From Scavengers to Service Providers
KKPKP realized early on that changes in the waste management system could deliver important benefits to waste pickers. For several years, the union encouraged its members to establish door-to-door collection routines. Many did so, and benefitted from the small service fees residents would pay, as well as access to cleaner, better-separated recyclables. In 2008, KKPKP formed a cooperative, Solid Waste Collection and Handling (SWaCH, which means ‘clean’ in Marathi), to help this practice expand. As of May 2012, SWaCH’s 2,000 or so members were providing door-to-door collection for more than 330,000 households, or 47 percent of the city, in both institutional campuses and in ordinary neighborhoods, on a contract basis.

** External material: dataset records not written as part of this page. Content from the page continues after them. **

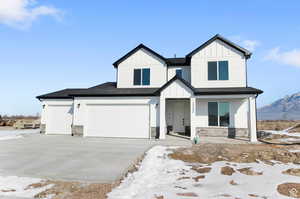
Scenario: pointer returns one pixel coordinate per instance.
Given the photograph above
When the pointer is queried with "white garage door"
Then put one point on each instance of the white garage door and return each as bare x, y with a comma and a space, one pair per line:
118, 120
59, 119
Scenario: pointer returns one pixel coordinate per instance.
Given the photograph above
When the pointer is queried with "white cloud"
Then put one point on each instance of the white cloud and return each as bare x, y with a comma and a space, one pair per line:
245, 43
21, 13
250, 44
291, 57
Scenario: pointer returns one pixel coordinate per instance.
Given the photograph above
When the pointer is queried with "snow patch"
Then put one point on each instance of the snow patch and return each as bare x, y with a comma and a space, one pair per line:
15, 134
159, 175
18, 186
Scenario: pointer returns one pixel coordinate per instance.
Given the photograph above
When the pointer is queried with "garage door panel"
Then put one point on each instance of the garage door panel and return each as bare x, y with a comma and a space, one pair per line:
118, 120
59, 119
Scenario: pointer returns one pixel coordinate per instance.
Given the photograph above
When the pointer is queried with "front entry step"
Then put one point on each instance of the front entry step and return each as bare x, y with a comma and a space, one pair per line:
178, 135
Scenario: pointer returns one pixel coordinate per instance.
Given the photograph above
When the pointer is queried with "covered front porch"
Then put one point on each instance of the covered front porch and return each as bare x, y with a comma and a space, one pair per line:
232, 116
189, 114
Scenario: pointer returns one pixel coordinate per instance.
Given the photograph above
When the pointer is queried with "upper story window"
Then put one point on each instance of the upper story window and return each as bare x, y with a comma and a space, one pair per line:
218, 70
218, 113
141, 76
179, 72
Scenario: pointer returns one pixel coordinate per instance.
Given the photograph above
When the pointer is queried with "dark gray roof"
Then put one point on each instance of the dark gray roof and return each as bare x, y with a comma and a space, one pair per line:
109, 89
227, 91
61, 94
182, 61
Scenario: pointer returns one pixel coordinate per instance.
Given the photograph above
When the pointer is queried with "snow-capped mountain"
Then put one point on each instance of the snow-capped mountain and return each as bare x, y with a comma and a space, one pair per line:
287, 108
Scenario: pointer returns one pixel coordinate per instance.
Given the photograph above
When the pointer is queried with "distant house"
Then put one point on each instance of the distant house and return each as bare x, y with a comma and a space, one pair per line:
204, 93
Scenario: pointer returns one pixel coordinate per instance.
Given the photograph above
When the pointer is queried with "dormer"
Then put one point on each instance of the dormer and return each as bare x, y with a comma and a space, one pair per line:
218, 63
141, 68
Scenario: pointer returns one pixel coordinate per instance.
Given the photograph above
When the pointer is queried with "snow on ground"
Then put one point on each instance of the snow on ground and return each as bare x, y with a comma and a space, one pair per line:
15, 134
18, 186
158, 175
284, 132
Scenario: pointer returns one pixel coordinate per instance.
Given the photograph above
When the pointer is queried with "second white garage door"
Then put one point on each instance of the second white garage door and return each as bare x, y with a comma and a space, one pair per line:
117, 120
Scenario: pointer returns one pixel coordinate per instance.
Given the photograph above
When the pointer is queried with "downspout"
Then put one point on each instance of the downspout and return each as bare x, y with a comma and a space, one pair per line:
246, 72
73, 117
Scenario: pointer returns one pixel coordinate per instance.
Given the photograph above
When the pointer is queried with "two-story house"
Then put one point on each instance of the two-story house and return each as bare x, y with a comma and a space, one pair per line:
204, 93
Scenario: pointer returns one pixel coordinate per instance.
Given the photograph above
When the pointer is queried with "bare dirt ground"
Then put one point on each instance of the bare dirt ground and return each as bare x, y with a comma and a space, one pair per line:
276, 125
73, 190
245, 153
240, 153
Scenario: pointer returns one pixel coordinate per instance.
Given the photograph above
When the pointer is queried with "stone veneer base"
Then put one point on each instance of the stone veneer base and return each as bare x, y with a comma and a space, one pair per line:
222, 132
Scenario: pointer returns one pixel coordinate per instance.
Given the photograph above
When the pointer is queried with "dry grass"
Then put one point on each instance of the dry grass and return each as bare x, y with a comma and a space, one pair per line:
276, 125
240, 153
289, 189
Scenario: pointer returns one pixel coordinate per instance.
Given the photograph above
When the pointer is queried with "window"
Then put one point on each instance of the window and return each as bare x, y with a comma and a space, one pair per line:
218, 113
179, 73
146, 76
137, 77
141, 76
218, 70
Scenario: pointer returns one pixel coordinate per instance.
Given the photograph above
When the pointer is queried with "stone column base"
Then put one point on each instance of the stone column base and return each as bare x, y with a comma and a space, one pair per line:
77, 130
155, 132
222, 132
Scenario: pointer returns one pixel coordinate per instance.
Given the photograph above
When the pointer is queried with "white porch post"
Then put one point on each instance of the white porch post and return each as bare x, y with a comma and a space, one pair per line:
193, 115
162, 118
252, 118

Instead of living at the edges off whatever they could scrounge, the waste pickers came to have clients, provide a recognized service, and be paid a fee. All of this normalized and integrated them socially and economically into the larger community. This change in the waste pickers’ social status and self-perception is one of the most dramatic results of their organizing.
SWaCH members generally earn between US $84 and $112 per month—two or three times what most of them earned before. In addition, SWaCH provides health insurance and some educational benefits, such as school books for their children.
Looking back over 20 years of organizing, KKPKP and SWaCH have achieved remarkable accomplishments. One of the city’s most marginalized and vulnerable populations has become integrated into society. Residents have benefited from improved waste management services at lower costs. The current program saves the city an estimated US $2.8 million per year. Better treatment of organics has reduced emissions of methane, an important greenhouse gas. Higher recycling rates have saved energy, reduced climate impact, and minimized pressure on natural resources such as forests. In the years to come, the program will continue to bring disposal rates down and generate a clean stream of organic materials for composting and biogas.